Sincerely wanting to help and to be needed is a powerful force in a mom, believe me, I know all too well.  But I also know that the best way to help your children is to equip them and work your way out of a job, allowing your child to leave home not just with "tools in his toolbox," but the experience and skills to use them.

Practice "doing with" instead of "doing for."  It is all the difference between empowering and enabling, the difference between a whiny "Mommy do it" and a confident "Wow, look mom, I did it!!"

There are two absolutes about your kids:   They will mess up. And yes, they will make mistakes.  Pray that it happens.   Pray that your children learn their way through crises while they are still under your roof.  Let them figure out the solutions, lending guidance as needed, but let them work it through.  Even Jesus taught His disciples by asking, "What do you think?"
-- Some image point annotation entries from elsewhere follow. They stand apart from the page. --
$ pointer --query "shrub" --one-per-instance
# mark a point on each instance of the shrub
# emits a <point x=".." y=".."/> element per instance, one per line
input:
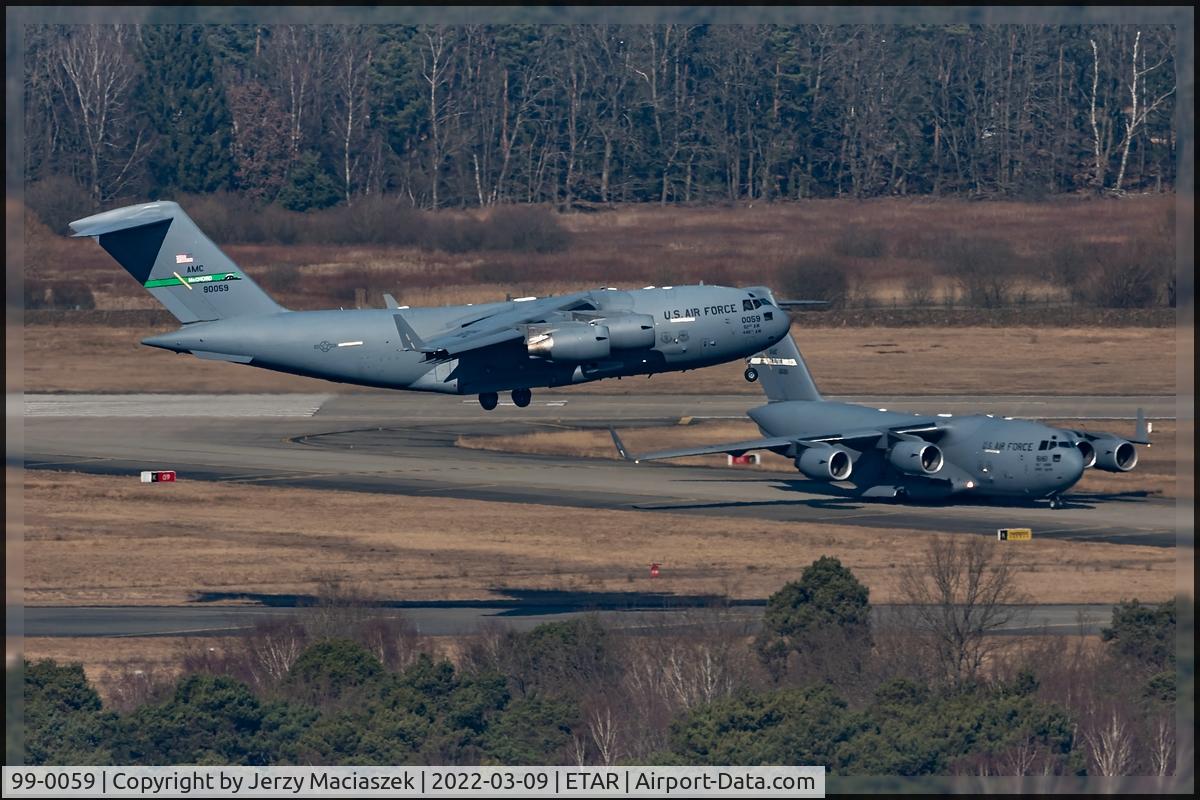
<point x="453" y="234"/>
<point x="985" y="269"/>
<point x="309" y="186"/>
<point x="1138" y="275"/>
<point x="35" y="294"/>
<point x="918" y="290"/>
<point x="71" y="295"/>
<point x="1069" y="265"/>
<point x="861" y="242"/>
<point x="1144" y="633"/>
<point x="816" y="278"/>
<point x="525" y="228"/>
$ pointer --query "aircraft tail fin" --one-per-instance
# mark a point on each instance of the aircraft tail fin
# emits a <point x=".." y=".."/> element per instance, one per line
<point x="168" y="254"/>
<point x="784" y="374"/>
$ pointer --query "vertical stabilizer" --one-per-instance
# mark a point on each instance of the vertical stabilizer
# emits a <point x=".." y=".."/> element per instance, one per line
<point x="168" y="254"/>
<point x="784" y="374"/>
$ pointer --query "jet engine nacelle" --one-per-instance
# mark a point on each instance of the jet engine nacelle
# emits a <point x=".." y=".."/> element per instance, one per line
<point x="630" y="331"/>
<point x="1115" y="455"/>
<point x="574" y="342"/>
<point x="916" y="457"/>
<point x="827" y="463"/>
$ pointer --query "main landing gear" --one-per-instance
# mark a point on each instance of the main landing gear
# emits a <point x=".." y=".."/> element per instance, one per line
<point x="521" y="398"/>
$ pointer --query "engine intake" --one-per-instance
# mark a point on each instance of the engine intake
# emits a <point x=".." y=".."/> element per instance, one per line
<point x="1115" y="455"/>
<point x="827" y="463"/>
<point x="916" y="457"/>
<point x="574" y="342"/>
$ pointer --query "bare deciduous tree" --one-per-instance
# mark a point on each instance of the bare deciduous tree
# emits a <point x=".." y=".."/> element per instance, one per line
<point x="1140" y="107"/>
<point x="959" y="595"/>
<point x="1109" y="744"/>
<point x="352" y="68"/>
<point x="95" y="76"/>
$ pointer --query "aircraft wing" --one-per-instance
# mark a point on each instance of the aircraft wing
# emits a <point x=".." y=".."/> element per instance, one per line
<point x="489" y="329"/>
<point x="781" y="445"/>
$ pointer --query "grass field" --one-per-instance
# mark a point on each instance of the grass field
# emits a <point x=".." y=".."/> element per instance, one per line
<point x="82" y="530"/>
<point x="1155" y="473"/>
<point x="844" y="360"/>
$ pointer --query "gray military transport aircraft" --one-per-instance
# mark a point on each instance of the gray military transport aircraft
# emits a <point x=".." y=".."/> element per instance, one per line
<point x="891" y="455"/>
<point x="474" y="349"/>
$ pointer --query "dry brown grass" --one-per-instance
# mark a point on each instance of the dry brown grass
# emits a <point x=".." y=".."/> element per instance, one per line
<point x="634" y="246"/>
<point x="844" y="360"/>
<point x="106" y="660"/>
<point x="112" y="540"/>
<point x="1155" y="471"/>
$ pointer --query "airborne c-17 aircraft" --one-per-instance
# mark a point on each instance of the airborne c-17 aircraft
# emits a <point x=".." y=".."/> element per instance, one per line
<point x="474" y="349"/>
<point x="891" y="455"/>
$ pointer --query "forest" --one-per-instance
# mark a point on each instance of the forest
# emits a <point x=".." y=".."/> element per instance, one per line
<point x="933" y="690"/>
<point x="310" y="116"/>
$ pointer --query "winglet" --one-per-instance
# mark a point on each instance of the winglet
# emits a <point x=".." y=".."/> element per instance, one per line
<point x="1141" y="433"/>
<point x="621" y="446"/>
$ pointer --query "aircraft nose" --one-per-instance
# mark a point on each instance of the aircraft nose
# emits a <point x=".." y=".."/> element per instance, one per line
<point x="780" y="324"/>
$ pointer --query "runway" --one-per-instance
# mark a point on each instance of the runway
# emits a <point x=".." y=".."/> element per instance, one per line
<point x="403" y="444"/>
<point x="466" y="618"/>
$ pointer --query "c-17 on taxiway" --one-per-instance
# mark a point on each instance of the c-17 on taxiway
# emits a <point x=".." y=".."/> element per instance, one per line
<point x="891" y="455"/>
<point x="475" y="349"/>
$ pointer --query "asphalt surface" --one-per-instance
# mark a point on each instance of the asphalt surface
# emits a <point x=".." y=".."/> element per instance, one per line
<point x="460" y="619"/>
<point x="405" y="444"/>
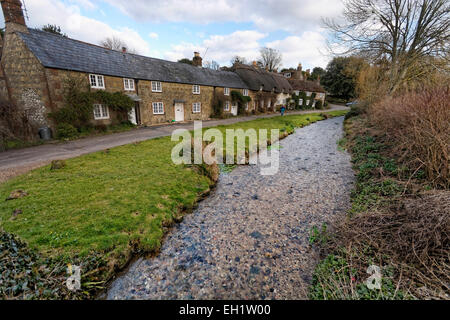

Just the other day alone in the house, I was faced with the dilemma of getting some boxes on the top shelf in the closet.  I needed a hand.  I chuckled because I heard my mother's voice saying to me as a child, "Now, what would you do if I wasn't here to help you?"  And I figured it out. 

The perceived inability of a child is often not a lack of skills, but a mother's desperate desire to be needed.   That sentiment should raise a huge red flag in your mind.  It establishes pathological patterns of behavior, which results either in a child's total dependency or utter rebellion.

In Toxic Charity, Lupton shows how that toxicity plays out: 
"Relationships built on need do not reduce need.  Rather, they require more and more need to continue.  The ways that victim and rescuer relate become familiar communication paths.  The victim brings the dilemma;  the rescuer finds the solution.  When one problem is solved, another must be presented in order for the relationship to continue.  If the victim no longer needs a solution, the rescuer is no longer needed.  And the relationship ends or must dramatically change."

Being loved by our grown daughters is not contingent on needing me to do things for them.  Sometimes they can use my help, they ask, and I am happy to assist.  I can express my love for them in a billion different ways that lets them be the adults that they are, encouraging them, praying for them, cheering them on, and rejoicing in what God is doing in their lives.

I am still mom.  I am still loved.  And it took me a while to grasp that.